Evidence for locus heterogeneity. Other, as-yet unidentified loci are suspected, as not all families with familial PKD have linked to the PRRT2 locus at 16q11.2-q12.1 [Zhou et al 2008, Cloarec et al 2012].
To confirm/establish the diagnosis in a proband sequence analysis of PRRT2 may be considered. If no pathogenic variant is found by sequence analysis, deletion/duplication analysis may be considered. However, the diagnosis of familial PKD is based on clinical findings; failure to identify a pathogenic variant in PRRT2 does not exclude the diagnosis.
Prenatal diagnosis and preimplantation genetic diagnosis (PGD) for at-risk pregnancies require prior identification of the pathogenic variant in the family.
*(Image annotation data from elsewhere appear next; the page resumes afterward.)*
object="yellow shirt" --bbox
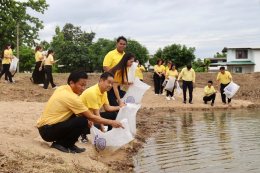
[217,71,232,84]
[37,85,88,127]
[178,67,196,82]
[35,51,42,62]
[135,65,145,80]
[166,69,179,79]
[80,84,109,109]
[103,49,125,69]
[2,49,13,64]
[204,85,216,96]
[44,54,54,65]
[154,65,165,73]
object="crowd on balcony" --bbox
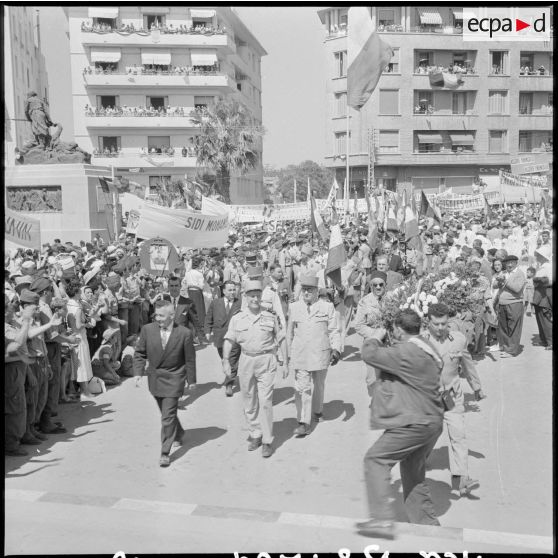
[415,62,476,75]
[85,105,211,117]
[83,62,219,76]
[81,21,227,35]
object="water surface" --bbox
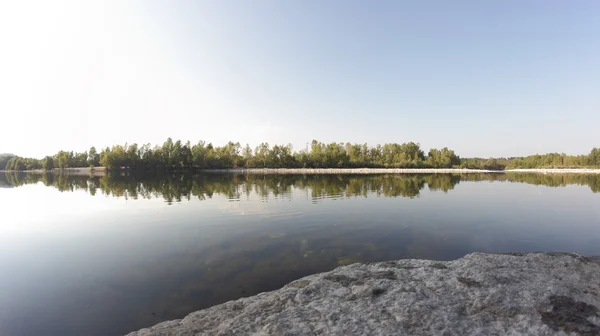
[0,174,600,335]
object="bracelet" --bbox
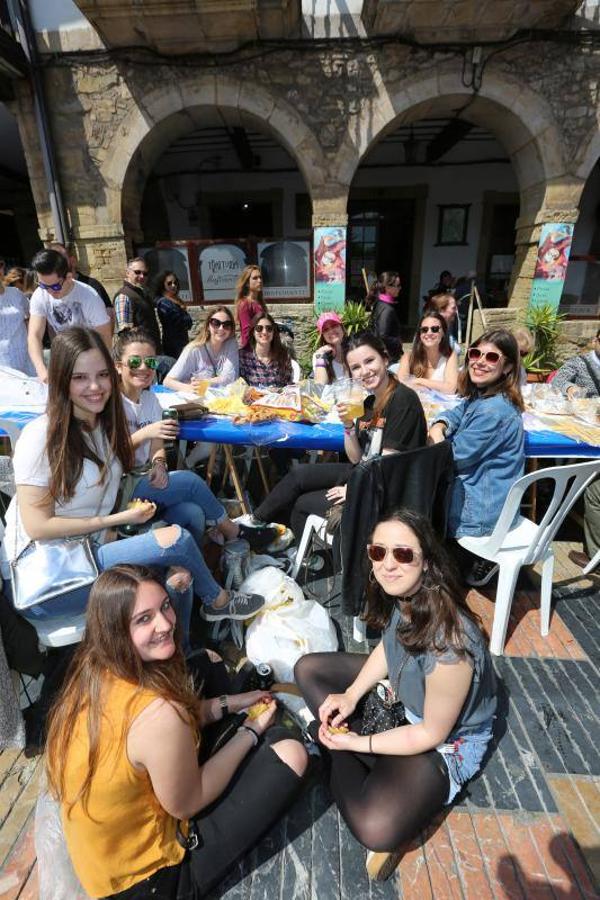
[238,725,258,747]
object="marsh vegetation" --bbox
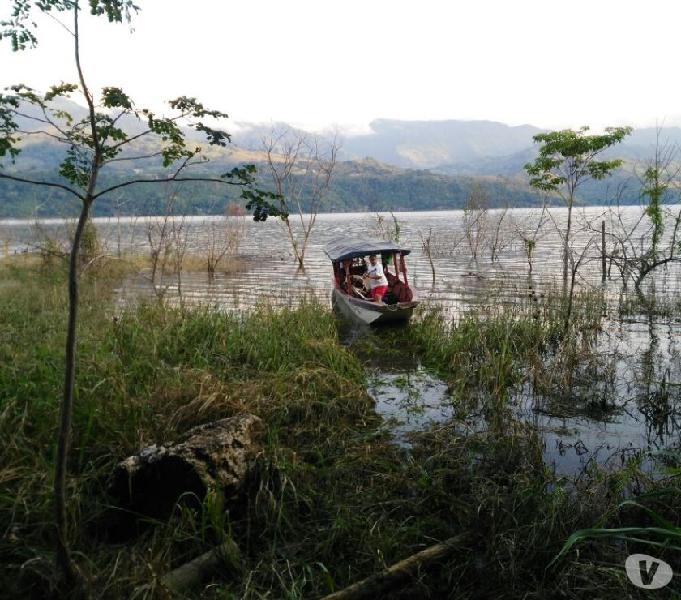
[0,204,681,598]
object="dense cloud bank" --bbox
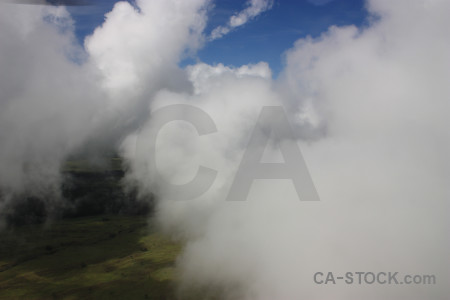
[0,0,450,299]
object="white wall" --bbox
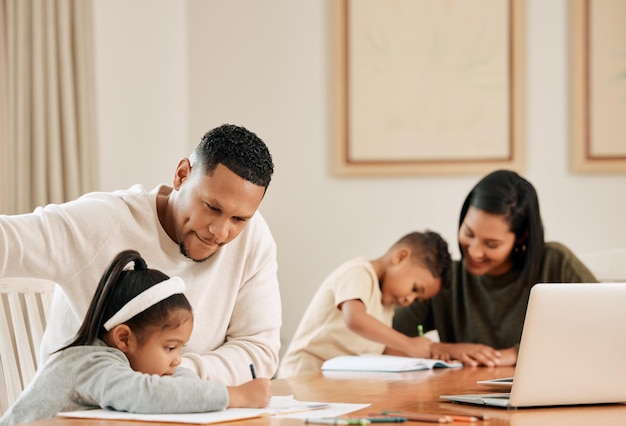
[91,0,626,354]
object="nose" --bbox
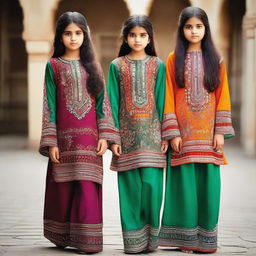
[135,36,140,42]
[71,33,76,41]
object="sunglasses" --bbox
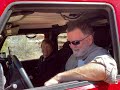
[68,35,90,45]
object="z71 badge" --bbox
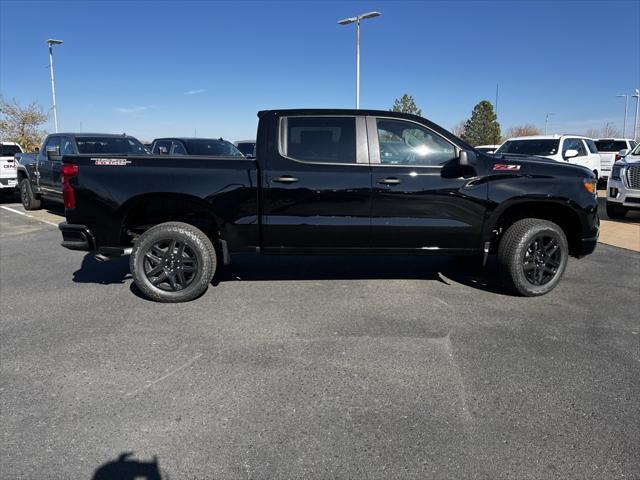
[91,158,131,167]
[493,163,521,170]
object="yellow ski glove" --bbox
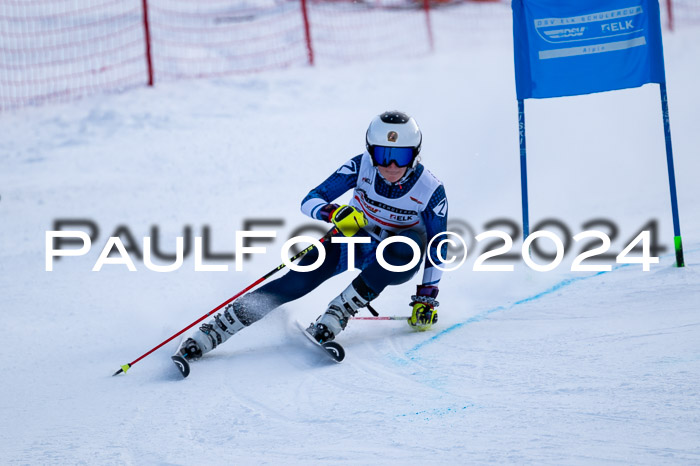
[330,205,367,236]
[408,285,440,332]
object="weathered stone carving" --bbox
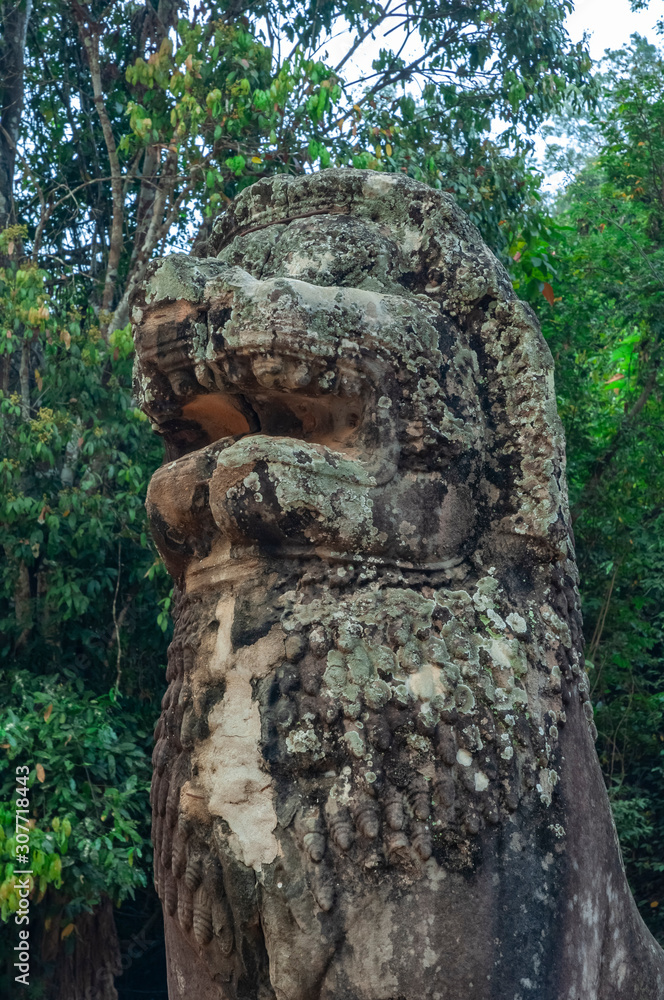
[133,170,664,1000]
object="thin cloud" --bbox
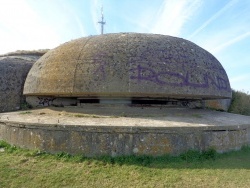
[229,74,250,92]
[188,0,238,39]
[150,0,202,36]
[212,32,250,53]
[91,0,102,33]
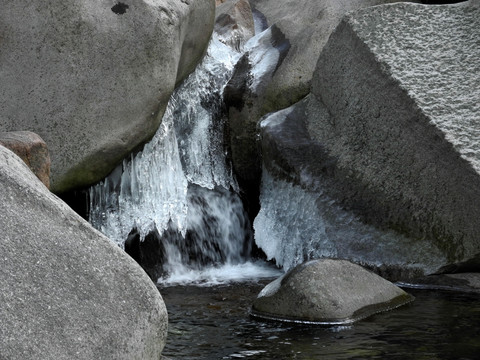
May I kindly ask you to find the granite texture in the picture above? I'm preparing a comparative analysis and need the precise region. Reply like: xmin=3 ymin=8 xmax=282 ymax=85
xmin=0 ymin=146 xmax=167 ymax=360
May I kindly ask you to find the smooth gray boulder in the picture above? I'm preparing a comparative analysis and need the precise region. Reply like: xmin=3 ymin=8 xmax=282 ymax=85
xmin=307 ymin=2 xmax=480 ymax=266
xmin=254 ymin=95 xmax=448 ymax=280
xmin=0 ymin=0 xmax=215 ymax=193
xmin=214 ymin=0 xmax=255 ymax=51
xmin=252 ymin=259 xmax=413 ymax=325
xmin=0 ymin=131 xmax=51 ymax=188
xmin=254 ymin=3 xmax=480 ymax=280
xmin=226 ymin=0 xmax=414 ymax=207
xmin=0 ymin=146 xmax=167 ymax=360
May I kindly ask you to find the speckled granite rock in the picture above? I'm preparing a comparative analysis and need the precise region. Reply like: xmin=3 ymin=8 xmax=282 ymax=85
xmin=0 ymin=0 xmax=215 ymax=193
xmin=0 ymin=146 xmax=167 ymax=360
xmin=307 ymin=3 xmax=480 ymax=266
xmin=252 ymin=259 xmax=413 ymax=325
xmin=214 ymin=0 xmax=255 ymax=50
xmin=223 ymin=0 xmax=410 ymax=211
xmin=0 ymin=131 xmax=51 ymax=188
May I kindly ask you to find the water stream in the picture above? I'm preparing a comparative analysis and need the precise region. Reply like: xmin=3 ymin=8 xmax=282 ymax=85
xmin=90 ymin=13 xmax=480 ymax=360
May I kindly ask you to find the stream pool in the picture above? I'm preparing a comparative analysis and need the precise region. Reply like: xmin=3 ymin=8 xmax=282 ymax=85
xmin=158 ymin=279 xmax=480 ymax=360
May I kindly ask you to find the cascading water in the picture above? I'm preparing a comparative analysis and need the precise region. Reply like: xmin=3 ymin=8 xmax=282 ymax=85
xmin=90 ymin=36 xmax=270 ymax=282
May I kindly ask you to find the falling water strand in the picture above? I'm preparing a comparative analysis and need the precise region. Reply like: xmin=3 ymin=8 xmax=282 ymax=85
xmin=90 ymin=37 xmax=251 ymax=280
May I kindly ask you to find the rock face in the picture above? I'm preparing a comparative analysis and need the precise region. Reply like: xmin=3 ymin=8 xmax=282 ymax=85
xmin=307 ymin=4 xmax=480 ymax=265
xmin=214 ymin=0 xmax=255 ymax=50
xmin=0 ymin=131 xmax=50 ymax=188
xmin=256 ymin=3 xmax=480 ymax=277
xmin=226 ymin=0 xmax=414 ymax=211
xmin=0 ymin=0 xmax=215 ymax=193
xmin=0 ymin=146 xmax=167 ymax=359
xmin=252 ymin=259 xmax=413 ymax=325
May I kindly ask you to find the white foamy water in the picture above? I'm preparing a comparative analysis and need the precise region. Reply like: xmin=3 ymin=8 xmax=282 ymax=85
xmin=253 ymin=169 xmax=445 ymax=272
xmin=90 ymin=34 xmax=240 ymax=246
xmin=157 ymin=261 xmax=283 ymax=286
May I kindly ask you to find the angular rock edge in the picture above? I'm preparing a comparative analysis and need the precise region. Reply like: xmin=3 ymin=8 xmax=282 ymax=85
xmin=250 ymin=259 xmax=415 ymax=326
xmin=0 ymin=146 xmax=167 ymax=360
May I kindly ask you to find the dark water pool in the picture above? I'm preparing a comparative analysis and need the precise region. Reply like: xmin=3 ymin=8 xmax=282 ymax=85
xmin=159 ymin=281 xmax=480 ymax=360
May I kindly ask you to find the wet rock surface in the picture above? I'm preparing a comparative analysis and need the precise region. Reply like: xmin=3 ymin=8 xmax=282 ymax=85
xmin=0 ymin=0 xmax=214 ymax=193
xmin=0 ymin=146 xmax=167 ymax=360
xmin=0 ymin=131 xmax=51 ymax=188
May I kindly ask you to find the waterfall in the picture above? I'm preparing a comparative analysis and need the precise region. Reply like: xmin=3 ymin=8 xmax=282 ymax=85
xmin=89 ymin=36 xmax=266 ymax=282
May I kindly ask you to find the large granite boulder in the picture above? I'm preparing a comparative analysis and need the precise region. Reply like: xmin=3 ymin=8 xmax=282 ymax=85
xmin=255 ymin=3 xmax=480 ymax=278
xmin=0 ymin=0 xmax=215 ymax=193
xmin=0 ymin=131 xmax=51 ymax=188
xmin=226 ymin=0 xmax=414 ymax=212
xmin=252 ymin=259 xmax=413 ymax=325
xmin=214 ymin=0 xmax=255 ymax=51
xmin=0 ymin=146 xmax=167 ymax=360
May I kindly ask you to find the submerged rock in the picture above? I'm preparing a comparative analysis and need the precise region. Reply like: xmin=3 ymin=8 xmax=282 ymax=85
xmin=0 ymin=131 xmax=51 ymax=188
xmin=0 ymin=146 xmax=167 ymax=360
xmin=255 ymin=3 xmax=480 ymax=280
xmin=252 ymin=259 xmax=413 ymax=325
xmin=0 ymin=0 xmax=215 ymax=193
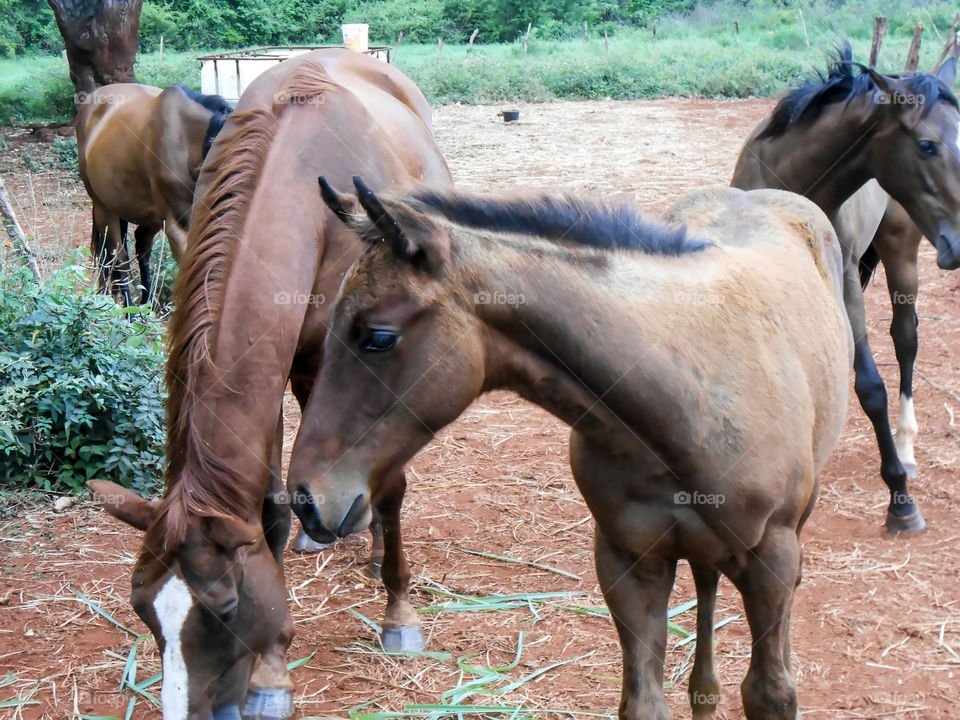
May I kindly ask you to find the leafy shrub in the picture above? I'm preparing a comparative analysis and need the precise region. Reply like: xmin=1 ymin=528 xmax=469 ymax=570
xmin=53 ymin=137 xmax=80 ymax=180
xmin=0 ymin=251 xmax=165 ymax=493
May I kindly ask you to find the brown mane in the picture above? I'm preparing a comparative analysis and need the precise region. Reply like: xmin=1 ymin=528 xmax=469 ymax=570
xmin=153 ymin=63 xmax=335 ymax=559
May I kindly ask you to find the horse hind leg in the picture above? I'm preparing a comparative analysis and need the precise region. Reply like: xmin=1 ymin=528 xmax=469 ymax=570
xmin=844 ymin=263 xmax=926 ymax=533
xmin=731 ymin=527 xmax=800 ymax=720
xmin=688 ymin=561 xmax=720 ymax=720
xmin=133 ymin=225 xmax=160 ymax=305
xmin=595 ymin=527 xmax=677 ymax=720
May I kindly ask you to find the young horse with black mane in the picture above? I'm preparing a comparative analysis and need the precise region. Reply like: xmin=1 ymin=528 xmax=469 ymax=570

Familial paroxysmal kinesigenic dyskinesia (PKD) is characterized by unilateral or bilateral involuntary movements precipitated by sudden movements, being startled, or changes in velocity [Demirkiran & Jankovic 1995, Houser et al 1999, Tomita et al 1999]. The attacks include combinations of dystonia, choreoathetosis, and ballism. Many individuals experience an "aura"-like sensation (stiffness, tension, paresthesia, or crawling sensation in the affected limb) preceding the attacks [Bhatia 1999, Bhatia 2001]. The attacks do not involve a loss of consciousness.
Attack frequency ranges from 100 per day to as few as one per month [Demirkiran & Jankovic 1995]. Most attacks last from a few seconds to five minutes [Houser et al 1999, Tomita et al 1999]; in a few instances, attacks can last several hours [Demirkiran & Jankovic 1995]. In most cases, the frequency of attacks decreases with age [Bhatia 1999, Tomita et al 1999, Bhatia 2001].
Expressivity in familial PKD can be variable within as well as among families. Age of onset and severity of symptoms vary. Additionally, a variety of combinations of symptoms (i.e., with respect to movement type and location) are seen; for example, in one family member, an attack may manifest as mild dystonic symptoms on one half of the body, whereas another family member may experience severe bilateral chorea [Spacey et al 2002, Wang et al 2011].
Familial PKD occurs more frequently in males than in females (~4:1 ratio) [Bhatia 1999].
While initially described as different conditions, benign familial infantile epilepsy (BFIE), infantile convulsions and choreoathetosis (ICCA), hemiplegic migraine, migraine with and without aura, and episodic ataxia may represent part of the clinical spectrum of PKD (see Genetically Related Disorders).
Precipitating factors. Attacks can be precipitated by sudden movement such as standing up from a seated position [Demirkiran & Jankovic 1995, Houser et al 1999, Tomita et al 1999]. Cold, hyperventilation, and mental tension have also been reported to trigger attacks in individuals who have classic features of familial PKD [Spacey et al 2002].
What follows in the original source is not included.